2

I have a Java-based backend app which issues a getItem request to my DynamoDB table based on a request from my user. Occasionally my user sends a request to my app which ends up sending a getItem request to DynamoDB which hits the maximum size limit of the key below (quote from https://docs.aws.amazon.com/amazondynamodb/latest/developerguide/HowItWorks.NamingRulesDataTypes.html ):

For a simple primary key, the maximum length of the first attribute value (the partition key) is 2048 bytes.

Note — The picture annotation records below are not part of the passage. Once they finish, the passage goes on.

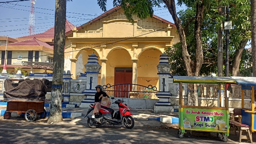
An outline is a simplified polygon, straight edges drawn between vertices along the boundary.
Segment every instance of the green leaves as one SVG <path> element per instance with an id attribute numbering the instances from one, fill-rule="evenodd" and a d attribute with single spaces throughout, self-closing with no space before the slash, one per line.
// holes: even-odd
<path id="1" fill-rule="evenodd" d="M 106 8 L 106 2 L 107 0 L 98 0 L 98 4 L 99 5 L 100 8 L 103 11 L 106 12 L 107 11 Z"/>
<path id="2" fill-rule="evenodd" d="M 106 11 L 106 0 L 98 0 L 98 4 L 103 11 Z M 160 7 L 161 0 L 114 0 L 114 6 L 120 6 L 124 10 L 124 15 L 130 22 L 134 23 L 133 16 L 136 16 L 142 19 L 153 16 L 154 7 Z"/>

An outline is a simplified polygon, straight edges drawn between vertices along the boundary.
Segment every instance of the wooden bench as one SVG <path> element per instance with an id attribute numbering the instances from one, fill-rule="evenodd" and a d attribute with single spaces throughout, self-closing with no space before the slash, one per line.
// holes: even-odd
<path id="1" fill-rule="evenodd" d="M 243 132 L 243 130 L 245 130 L 247 133 L 247 135 L 246 136 L 247 138 L 246 139 L 248 140 L 249 140 L 251 143 L 252 143 L 252 134 L 250 132 L 250 128 L 249 128 L 249 126 L 248 126 L 246 124 L 242 124 L 241 123 L 232 120 L 229 120 L 229 123 L 238 127 L 238 131 L 239 132 L 239 133 L 240 133 L 240 135 L 239 136 L 239 142 L 241 142 L 242 136 L 243 136 L 242 134 Z M 235 132 L 236 133 L 236 131 L 235 130 Z"/>

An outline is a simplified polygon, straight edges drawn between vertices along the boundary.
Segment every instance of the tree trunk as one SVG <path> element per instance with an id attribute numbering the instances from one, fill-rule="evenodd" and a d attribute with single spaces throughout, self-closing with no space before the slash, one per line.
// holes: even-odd
<path id="1" fill-rule="evenodd" d="M 203 48 L 202 42 L 202 32 L 201 29 L 204 15 L 204 5 L 202 2 L 196 3 L 196 12 L 195 21 L 195 40 L 196 45 L 196 66 L 194 76 L 200 76 L 200 70 L 204 61 Z M 188 105 L 189 106 L 198 106 L 198 96 L 197 95 L 197 86 L 196 84 L 189 84 L 188 86 Z"/>
<path id="2" fill-rule="evenodd" d="M 66 0 L 56 0 L 54 25 L 53 72 L 51 105 L 47 122 L 63 121 L 62 114 L 63 64 Z"/>
<path id="3" fill-rule="evenodd" d="M 195 38 L 196 39 L 196 58 L 195 62 L 191 60 L 187 49 L 186 35 L 184 28 L 181 26 L 180 20 L 177 16 L 175 3 L 174 0 L 163 0 L 170 14 L 172 15 L 174 24 L 180 36 L 182 57 L 186 67 L 187 74 L 188 76 L 199 76 L 200 70 L 203 61 L 202 42 L 201 27 L 203 20 L 204 5 L 197 3 L 196 22 L 195 23 Z M 189 94 L 188 105 L 198 106 L 197 87 L 196 84 L 189 84 L 188 86 Z"/>
<path id="4" fill-rule="evenodd" d="M 181 21 L 177 16 L 175 3 L 174 0 L 163 0 L 164 2 L 166 5 L 169 12 L 172 15 L 174 24 L 177 27 L 180 36 L 180 39 L 182 48 L 182 57 L 185 62 L 187 74 L 189 76 L 192 76 L 193 72 L 192 68 L 194 67 L 194 62 L 190 59 L 190 56 L 188 52 L 187 49 L 187 43 L 186 41 L 186 35 L 184 29 L 181 26 Z"/>
<path id="5" fill-rule="evenodd" d="M 251 0 L 251 24 L 252 73 L 253 76 L 256 76 L 256 0 Z"/>
<path id="6" fill-rule="evenodd" d="M 236 50 L 236 54 L 234 57 L 233 66 L 232 66 L 232 76 L 233 76 L 239 75 L 239 66 L 240 66 L 241 57 L 248 41 L 244 40 L 241 41 L 239 44 L 238 48 Z"/>
<path id="7" fill-rule="evenodd" d="M 220 16 L 222 15 L 222 0 L 218 0 L 218 11 Z M 223 53 L 222 51 L 222 25 L 218 29 L 218 76 L 223 76 Z"/>

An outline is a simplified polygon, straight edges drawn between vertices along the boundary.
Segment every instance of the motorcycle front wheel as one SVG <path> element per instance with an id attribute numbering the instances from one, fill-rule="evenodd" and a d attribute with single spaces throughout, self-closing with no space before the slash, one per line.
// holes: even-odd
<path id="1" fill-rule="evenodd" d="M 89 118 L 87 120 L 87 124 L 89 127 L 92 128 L 97 128 L 100 126 L 100 125 L 97 124 L 96 122 L 92 121 Z"/>
<path id="2" fill-rule="evenodd" d="M 134 126 L 134 120 L 131 116 L 126 116 L 124 118 L 124 126 L 128 129 L 132 129 Z"/>

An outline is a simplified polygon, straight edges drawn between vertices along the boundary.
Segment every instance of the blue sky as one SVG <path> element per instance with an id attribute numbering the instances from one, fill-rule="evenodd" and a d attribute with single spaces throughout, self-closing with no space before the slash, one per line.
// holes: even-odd
<path id="1" fill-rule="evenodd" d="M 0 0 L 0 2 L 6 1 L 11 0 Z M 108 10 L 113 7 L 113 1 L 108 0 L 107 2 L 107 9 Z M 27 35 L 30 2 L 20 2 L 15 5 L 16 3 L 17 2 L 14 2 L 0 6 L 0 11 L 4 14 L 1 14 L 0 18 L 0 36 L 8 35 L 11 37 L 17 38 Z M 36 2 L 35 33 L 44 32 L 54 26 L 55 4 L 55 1 L 54 0 L 37 0 Z M 180 10 L 185 8 L 182 6 L 177 8 Z M 167 9 L 163 7 L 155 9 L 156 15 L 173 22 Z M 73 0 L 72 2 L 68 2 L 67 12 L 67 19 L 77 26 L 104 12 L 96 0 Z"/>
<path id="2" fill-rule="evenodd" d="M 11 0 L 0 0 L 6 2 Z M 68 2 L 67 19 L 79 26 L 99 16 L 102 11 L 96 0 L 73 0 Z M 0 3 L 0 36 L 15 38 L 27 36 L 30 13 L 30 1 Z M 2 5 L 2 6 L 1 6 Z M 35 34 L 41 33 L 54 26 L 55 1 L 37 0 L 35 7 Z M 113 0 L 108 0 L 107 10 L 113 8 Z M 176 6 L 176 10 L 185 9 L 185 6 Z M 154 14 L 173 22 L 168 10 L 163 7 L 154 9 Z M 250 46 L 246 48 L 250 47 Z"/>

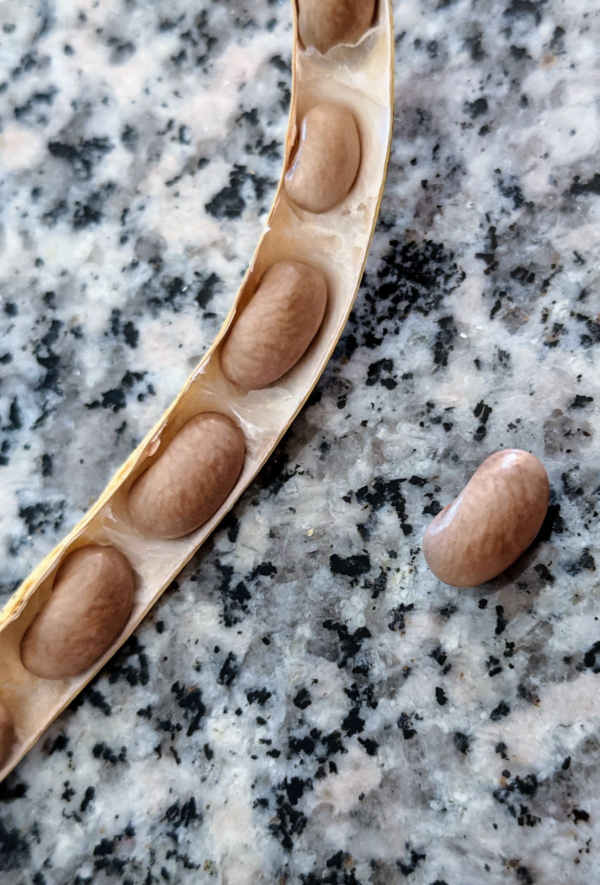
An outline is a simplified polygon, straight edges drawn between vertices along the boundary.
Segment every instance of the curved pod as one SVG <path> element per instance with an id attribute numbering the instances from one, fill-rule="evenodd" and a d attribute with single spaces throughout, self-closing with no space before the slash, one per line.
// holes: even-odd
<path id="1" fill-rule="evenodd" d="M 351 112 L 342 104 L 315 104 L 302 121 L 285 178 L 288 196 L 309 212 L 328 212 L 350 194 L 359 165 L 360 136 Z"/>
<path id="2" fill-rule="evenodd" d="M 217 412 L 190 418 L 131 487 L 132 522 L 153 538 L 189 535 L 228 497 L 244 455 L 243 434 L 230 418 Z"/>
<path id="3" fill-rule="evenodd" d="M 24 629 L 19 622 L 27 619 L 27 623 L 30 623 L 30 606 L 34 606 L 35 612 L 40 609 L 38 595 L 44 593 L 49 575 L 55 573 L 58 565 L 65 560 L 73 545 L 106 543 L 107 533 L 112 535 L 116 531 L 119 549 L 135 561 L 134 608 L 125 628 L 107 650 L 116 651 L 185 563 L 206 541 L 216 523 L 225 515 L 233 496 L 241 494 L 265 466 L 317 384 L 323 366 L 339 341 L 363 273 L 389 156 L 394 95 L 391 0 L 379 0 L 377 5 L 380 14 L 373 23 L 370 39 L 356 50 L 345 47 L 324 61 L 316 51 L 299 50 L 297 0 L 292 0 L 296 27 L 292 48 L 290 106 L 293 111 L 283 146 L 288 159 L 265 219 L 265 231 L 232 311 L 215 342 L 155 427 L 149 430 L 145 439 L 117 471 L 81 522 L 26 578 L 0 612 L 0 669 L 5 683 L 11 686 L 11 709 L 18 725 L 18 741 L 12 745 L 2 775 L 8 773 L 31 749 L 50 723 L 89 681 L 103 659 L 99 658 L 90 669 L 65 682 L 35 678 L 22 666 L 18 645 L 15 647 L 15 641 L 20 640 Z M 356 189 L 356 202 L 360 204 L 361 210 L 332 213 L 323 219 L 325 224 L 319 223 L 319 216 L 307 217 L 300 210 L 295 211 L 290 200 L 282 198 L 285 172 L 294 158 L 293 145 L 297 143 L 296 129 L 301 123 L 296 109 L 302 108 L 304 115 L 305 109 L 323 101 L 347 108 L 361 136 L 360 172 L 353 186 L 350 182 L 350 187 Z M 331 162 L 328 168 L 333 175 L 335 170 Z M 219 360 L 223 342 L 241 315 L 242 304 L 248 304 L 246 292 L 250 275 L 257 266 L 268 268 L 277 262 L 300 256 L 310 262 L 311 256 L 316 253 L 320 256 L 319 265 L 326 258 L 330 261 L 330 266 L 325 271 L 327 308 L 311 352 L 301 360 L 294 373 L 294 384 L 290 384 L 285 396 L 279 394 L 272 396 L 270 392 L 256 397 L 240 396 L 239 389 L 224 382 Z M 202 409 L 229 412 L 234 408 L 242 412 L 248 422 L 251 457 L 249 455 L 248 464 L 232 494 L 209 521 L 177 543 L 157 544 L 150 535 L 133 531 L 124 506 L 127 492 L 134 478 L 140 476 L 141 470 L 159 463 L 158 455 L 166 449 L 165 435 L 154 463 L 148 458 L 150 452 L 156 451 L 157 443 L 160 445 L 165 426 L 168 425 L 170 434 L 174 435 L 175 427 L 181 427 L 189 415 L 197 414 Z"/>
<path id="4" fill-rule="evenodd" d="M 520 449 L 490 455 L 429 523 L 423 538 L 429 568 L 452 587 L 495 578 L 540 531 L 549 496 L 548 475 L 535 455 Z"/>
<path id="5" fill-rule="evenodd" d="M 84 673 L 127 622 L 134 574 L 114 547 L 80 547 L 60 566 L 52 594 L 21 642 L 21 661 L 42 679 Z"/>
<path id="6" fill-rule="evenodd" d="M 328 52 L 358 43 L 375 14 L 375 0 L 298 0 L 298 31 L 306 49 Z"/>
<path id="7" fill-rule="evenodd" d="M 323 321 L 327 284 L 320 271 L 280 261 L 263 275 L 220 352 L 223 374 L 244 390 L 278 381 L 304 356 Z"/>
<path id="8" fill-rule="evenodd" d="M 0 768 L 4 768 L 14 743 L 12 715 L 4 704 L 0 704 Z"/>

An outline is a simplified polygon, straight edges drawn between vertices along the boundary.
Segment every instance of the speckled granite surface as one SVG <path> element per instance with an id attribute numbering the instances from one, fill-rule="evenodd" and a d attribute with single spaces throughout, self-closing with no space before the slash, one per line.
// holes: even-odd
<path id="1" fill-rule="evenodd" d="M 277 457 L 9 777 L 3 885 L 600 879 L 600 14 L 396 4 L 356 311 Z M 0 2 L 4 598 L 211 342 L 279 176 L 286 3 Z M 552 483 L 493 584 L 424 527 Z"/>

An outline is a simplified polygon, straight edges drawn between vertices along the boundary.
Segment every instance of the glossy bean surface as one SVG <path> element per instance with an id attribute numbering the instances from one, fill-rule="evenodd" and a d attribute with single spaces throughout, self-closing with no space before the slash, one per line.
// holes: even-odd
<path id="1" fill-rule="evenodd" d="M 323 321 L 327 301 L 320 271 L 300 261 L 273 265 L 225 341 L 223 374 L 244 390 L 278 381 L 306 351 Z"/>
<path id="2" fill-rule="evenodd" d="M 360 165 L 356 120 L 342 104 L 325 102 L 306 112 L 285 188 L 296 206 L 320 215 L 349 195 Z"/>
<path id="3" fill-rule="evenodd" d="M 371 27 L 375 0 L 298 0 L 298 31 L 306 49 L 328 52 L 357 43 Z"/>
<path id="4" fill-rule="evenodd" d="M 540 531 L 550 488 L 543 465 L 520 449 L 496 451 L 427 527 L 423 555 L 453 587 L 485 583 L 508 568 Z"/>
<path id="5" fill-rule="evenodd" d="M 181 538 L 206 522 L 232 490 L 243 466 L 243 434 L 230 418 L 191 418 L 162 455 L 134 482 L 132 522 L 149 537 Z"/>
<path id="6" fill-rule="evenodd" d="M 57 573 L 52 593 L 23 636 L 24 666 L 42 679 L 84 673 L 112 645 L 134 601 L 134 574 L 114 547 L 74 550 Z"/>

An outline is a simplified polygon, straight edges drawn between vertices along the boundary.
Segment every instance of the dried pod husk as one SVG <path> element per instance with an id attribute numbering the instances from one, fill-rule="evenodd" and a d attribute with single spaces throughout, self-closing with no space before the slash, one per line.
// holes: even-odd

I get this error from the DynamoDB SDK when that happens: One or more parameter values were invalid: Size of hashkey has exceeded the maximum size limit of 2048 bytes

Now I need to implement a validation for this situation where my user sends a request which hits the limit to avoid the error. My question here is: what is the right way to implement this validation in my app? Judging by the documentation linked above, DynamoDB seems to be using UTF-8 internally, so will something like below be fine?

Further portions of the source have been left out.